ARE YOU SHITTING ME. TEN HIT POINTS. ONE HIT AWAY and ArchaeoAevis goes Paralyze - Confuse - Maelstrom - dead to a self hit. I was PISSED and almost gave up the variant entirely here.
But two tries later, about twenty total, everything went White's way. Twenty Flail hits, six missed Maelstroms, only four Elixirs, and one dead boss.
I alertly returned to the save point in the Ronka Ruins and kept a separate save in another slot, in case Bartz as my temporary soloist needed any more leveling for the three meteor minibosses. Also unequipped everything from Galuf before he disappeared so Bartz could use it.
Manticore/Chim.Brain was a joke as always, easily out-healed. So was Titan, which had worried me a bit, but Healing Staff did beat Earth Shaker which he really doesn't use very often anyway.
Last up were the Purobolos, the sextet of little bombs that can blow themselves up for a damage count equal to their current HP that can't be dodged or modified. And if you kill any, it revives all its friends with full HP. White's only plan was simply to survive one 1500 HP explosion at a time and then heal up. It worked to perfection. White could even survive two explosions in the same round if he waited for the turn to use an Elixir instantly between them. It only took about five tries to get the needed results. (Any character willing and able to level up over 1500 HP can do this fight this way.) The last bomb went forever without blowing itself up, so White worked it down with the flail and killed it after a Mute.

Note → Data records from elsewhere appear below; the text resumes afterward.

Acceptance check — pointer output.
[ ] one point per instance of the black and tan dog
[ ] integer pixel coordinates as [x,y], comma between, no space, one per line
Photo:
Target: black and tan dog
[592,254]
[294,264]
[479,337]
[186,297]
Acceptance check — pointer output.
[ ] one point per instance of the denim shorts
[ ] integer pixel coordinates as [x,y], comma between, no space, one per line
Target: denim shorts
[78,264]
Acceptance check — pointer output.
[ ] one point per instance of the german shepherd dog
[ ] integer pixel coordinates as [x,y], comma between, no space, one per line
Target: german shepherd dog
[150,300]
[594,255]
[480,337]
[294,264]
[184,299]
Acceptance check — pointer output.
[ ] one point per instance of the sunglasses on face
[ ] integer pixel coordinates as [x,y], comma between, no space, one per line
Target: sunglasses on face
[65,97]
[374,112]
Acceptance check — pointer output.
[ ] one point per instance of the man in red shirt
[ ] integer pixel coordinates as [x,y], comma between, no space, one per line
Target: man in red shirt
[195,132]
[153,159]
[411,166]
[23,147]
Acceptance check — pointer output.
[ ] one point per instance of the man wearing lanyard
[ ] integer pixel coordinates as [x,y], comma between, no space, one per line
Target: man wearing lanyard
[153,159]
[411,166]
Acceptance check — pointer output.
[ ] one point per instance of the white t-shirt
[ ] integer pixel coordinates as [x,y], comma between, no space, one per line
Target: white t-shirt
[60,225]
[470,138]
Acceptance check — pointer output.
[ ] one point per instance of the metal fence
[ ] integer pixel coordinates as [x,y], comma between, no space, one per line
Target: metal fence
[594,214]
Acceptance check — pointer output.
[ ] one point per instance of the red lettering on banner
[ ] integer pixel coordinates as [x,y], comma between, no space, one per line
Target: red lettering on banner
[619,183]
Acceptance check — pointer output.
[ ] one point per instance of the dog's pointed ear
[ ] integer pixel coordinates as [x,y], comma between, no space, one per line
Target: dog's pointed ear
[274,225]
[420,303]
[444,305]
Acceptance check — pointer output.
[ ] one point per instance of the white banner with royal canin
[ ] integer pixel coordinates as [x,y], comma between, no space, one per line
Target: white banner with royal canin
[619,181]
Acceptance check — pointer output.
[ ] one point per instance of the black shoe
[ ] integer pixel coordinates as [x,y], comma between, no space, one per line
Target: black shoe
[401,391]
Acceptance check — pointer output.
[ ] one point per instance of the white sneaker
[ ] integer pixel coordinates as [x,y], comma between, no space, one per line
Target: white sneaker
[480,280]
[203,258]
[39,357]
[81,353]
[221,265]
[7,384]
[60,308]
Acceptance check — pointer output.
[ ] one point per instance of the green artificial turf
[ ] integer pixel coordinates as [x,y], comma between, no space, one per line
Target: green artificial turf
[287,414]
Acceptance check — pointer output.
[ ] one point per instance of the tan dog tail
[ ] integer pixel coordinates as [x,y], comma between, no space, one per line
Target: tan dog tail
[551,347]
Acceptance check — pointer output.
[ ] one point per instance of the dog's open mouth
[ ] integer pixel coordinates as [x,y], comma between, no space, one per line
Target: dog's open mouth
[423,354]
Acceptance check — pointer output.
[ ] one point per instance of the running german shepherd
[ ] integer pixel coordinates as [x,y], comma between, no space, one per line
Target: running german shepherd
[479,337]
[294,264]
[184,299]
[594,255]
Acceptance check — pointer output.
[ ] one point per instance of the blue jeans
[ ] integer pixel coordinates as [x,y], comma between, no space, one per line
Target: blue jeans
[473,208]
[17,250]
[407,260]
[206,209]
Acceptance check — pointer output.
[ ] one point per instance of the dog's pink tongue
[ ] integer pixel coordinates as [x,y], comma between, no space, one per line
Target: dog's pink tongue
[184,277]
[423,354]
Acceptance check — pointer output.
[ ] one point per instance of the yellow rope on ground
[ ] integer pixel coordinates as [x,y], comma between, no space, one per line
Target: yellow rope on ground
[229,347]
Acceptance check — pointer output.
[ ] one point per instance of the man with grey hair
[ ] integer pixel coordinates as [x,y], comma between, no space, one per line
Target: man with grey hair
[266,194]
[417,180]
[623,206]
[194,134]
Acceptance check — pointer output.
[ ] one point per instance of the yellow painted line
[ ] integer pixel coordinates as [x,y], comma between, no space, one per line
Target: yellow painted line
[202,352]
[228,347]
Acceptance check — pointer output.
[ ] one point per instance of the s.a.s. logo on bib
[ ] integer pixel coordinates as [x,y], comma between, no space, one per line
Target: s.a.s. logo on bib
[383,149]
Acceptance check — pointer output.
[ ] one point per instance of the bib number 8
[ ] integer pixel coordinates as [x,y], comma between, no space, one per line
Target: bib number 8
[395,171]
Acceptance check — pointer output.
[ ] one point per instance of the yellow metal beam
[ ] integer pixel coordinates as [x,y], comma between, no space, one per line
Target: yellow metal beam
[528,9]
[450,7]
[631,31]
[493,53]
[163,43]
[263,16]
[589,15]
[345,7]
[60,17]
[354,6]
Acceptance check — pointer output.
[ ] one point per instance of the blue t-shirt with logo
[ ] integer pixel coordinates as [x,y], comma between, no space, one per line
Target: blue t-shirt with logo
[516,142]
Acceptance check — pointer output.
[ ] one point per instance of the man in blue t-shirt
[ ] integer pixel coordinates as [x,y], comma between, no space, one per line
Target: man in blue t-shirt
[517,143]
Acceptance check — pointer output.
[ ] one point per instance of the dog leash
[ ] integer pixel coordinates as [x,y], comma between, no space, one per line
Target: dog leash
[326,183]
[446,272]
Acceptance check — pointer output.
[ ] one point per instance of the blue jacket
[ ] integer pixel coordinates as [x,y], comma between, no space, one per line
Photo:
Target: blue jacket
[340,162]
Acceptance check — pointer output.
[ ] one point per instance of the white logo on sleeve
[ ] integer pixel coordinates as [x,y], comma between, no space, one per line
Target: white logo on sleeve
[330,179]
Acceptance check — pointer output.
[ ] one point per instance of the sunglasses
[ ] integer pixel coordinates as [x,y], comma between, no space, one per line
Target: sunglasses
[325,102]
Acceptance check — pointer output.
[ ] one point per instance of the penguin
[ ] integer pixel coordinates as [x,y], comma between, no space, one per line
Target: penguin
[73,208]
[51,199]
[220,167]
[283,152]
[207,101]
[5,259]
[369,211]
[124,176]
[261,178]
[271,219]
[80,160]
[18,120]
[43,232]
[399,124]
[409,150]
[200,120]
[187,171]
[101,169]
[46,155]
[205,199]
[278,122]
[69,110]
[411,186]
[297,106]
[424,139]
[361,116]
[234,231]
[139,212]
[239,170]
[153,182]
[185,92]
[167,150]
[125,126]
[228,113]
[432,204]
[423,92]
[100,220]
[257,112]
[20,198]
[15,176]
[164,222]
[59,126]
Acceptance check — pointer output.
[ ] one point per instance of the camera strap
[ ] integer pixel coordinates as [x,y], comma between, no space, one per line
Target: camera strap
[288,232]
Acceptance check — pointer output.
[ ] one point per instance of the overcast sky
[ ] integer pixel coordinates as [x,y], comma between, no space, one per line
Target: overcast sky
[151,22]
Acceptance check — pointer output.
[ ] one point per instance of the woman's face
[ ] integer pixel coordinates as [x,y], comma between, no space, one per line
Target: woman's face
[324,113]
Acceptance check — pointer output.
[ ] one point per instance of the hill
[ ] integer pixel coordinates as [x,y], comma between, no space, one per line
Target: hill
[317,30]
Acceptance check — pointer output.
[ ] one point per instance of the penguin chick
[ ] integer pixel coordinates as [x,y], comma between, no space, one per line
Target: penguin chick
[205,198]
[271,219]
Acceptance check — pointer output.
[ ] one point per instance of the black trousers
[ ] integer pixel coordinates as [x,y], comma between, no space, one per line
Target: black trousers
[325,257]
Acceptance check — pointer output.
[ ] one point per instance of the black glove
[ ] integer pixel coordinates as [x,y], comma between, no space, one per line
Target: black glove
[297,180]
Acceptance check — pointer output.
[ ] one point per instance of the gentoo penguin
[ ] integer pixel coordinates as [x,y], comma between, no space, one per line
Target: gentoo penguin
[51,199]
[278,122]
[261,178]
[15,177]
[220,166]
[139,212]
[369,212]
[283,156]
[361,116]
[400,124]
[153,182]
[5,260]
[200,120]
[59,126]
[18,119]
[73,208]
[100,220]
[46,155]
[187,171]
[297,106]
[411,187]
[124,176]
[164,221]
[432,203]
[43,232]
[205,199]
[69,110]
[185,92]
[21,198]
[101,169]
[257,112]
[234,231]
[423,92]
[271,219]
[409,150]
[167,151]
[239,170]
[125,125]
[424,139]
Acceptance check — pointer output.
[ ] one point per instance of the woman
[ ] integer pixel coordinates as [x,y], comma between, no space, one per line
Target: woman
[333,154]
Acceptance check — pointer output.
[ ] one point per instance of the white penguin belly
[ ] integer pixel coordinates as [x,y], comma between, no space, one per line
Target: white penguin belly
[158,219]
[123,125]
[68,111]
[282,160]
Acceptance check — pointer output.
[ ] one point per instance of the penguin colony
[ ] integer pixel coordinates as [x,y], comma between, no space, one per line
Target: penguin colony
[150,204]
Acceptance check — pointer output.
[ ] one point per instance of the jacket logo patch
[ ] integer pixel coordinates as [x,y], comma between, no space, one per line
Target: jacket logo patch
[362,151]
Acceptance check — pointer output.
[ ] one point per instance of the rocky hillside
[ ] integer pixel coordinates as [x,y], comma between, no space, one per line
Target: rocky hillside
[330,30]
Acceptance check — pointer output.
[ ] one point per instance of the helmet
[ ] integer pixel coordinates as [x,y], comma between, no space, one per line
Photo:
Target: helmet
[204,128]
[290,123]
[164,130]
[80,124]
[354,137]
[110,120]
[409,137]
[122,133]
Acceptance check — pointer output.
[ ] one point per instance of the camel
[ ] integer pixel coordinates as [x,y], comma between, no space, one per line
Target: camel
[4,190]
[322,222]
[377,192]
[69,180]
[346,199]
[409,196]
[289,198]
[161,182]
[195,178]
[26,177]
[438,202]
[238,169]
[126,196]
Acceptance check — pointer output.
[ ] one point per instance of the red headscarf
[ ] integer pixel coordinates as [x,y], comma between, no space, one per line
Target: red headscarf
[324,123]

Whew! Well, there you have it, a solo White Mage has gone all the way through the first world. Not Karlabos nor Byblos nor Sol Cannon nor ArchaeoAevis could stop White's quest. White ran one last errand to the Ship Graveyard to restock 20 Elixirs (grinding them from Cure Beasts would be so slow, and we only need Elixirs as far as the Atmos fight then White gets Cure 3), and on to the second world.Index | Next
(A footnote to explain fully what's going on in that "cheat" screenshot of ArchaeoAvis. I had used the emulator cheat-search function to find the memory locations for boss HP. I made a test run, setting each form to 1 HP, in order to skip ahead to the final form and test whether it was truly undead or not. If Cures could have killed it, I wouldn't have done so much leveling up. I never used any cheats for real, but the memory location was still there to show how close White had come to that boss kill.)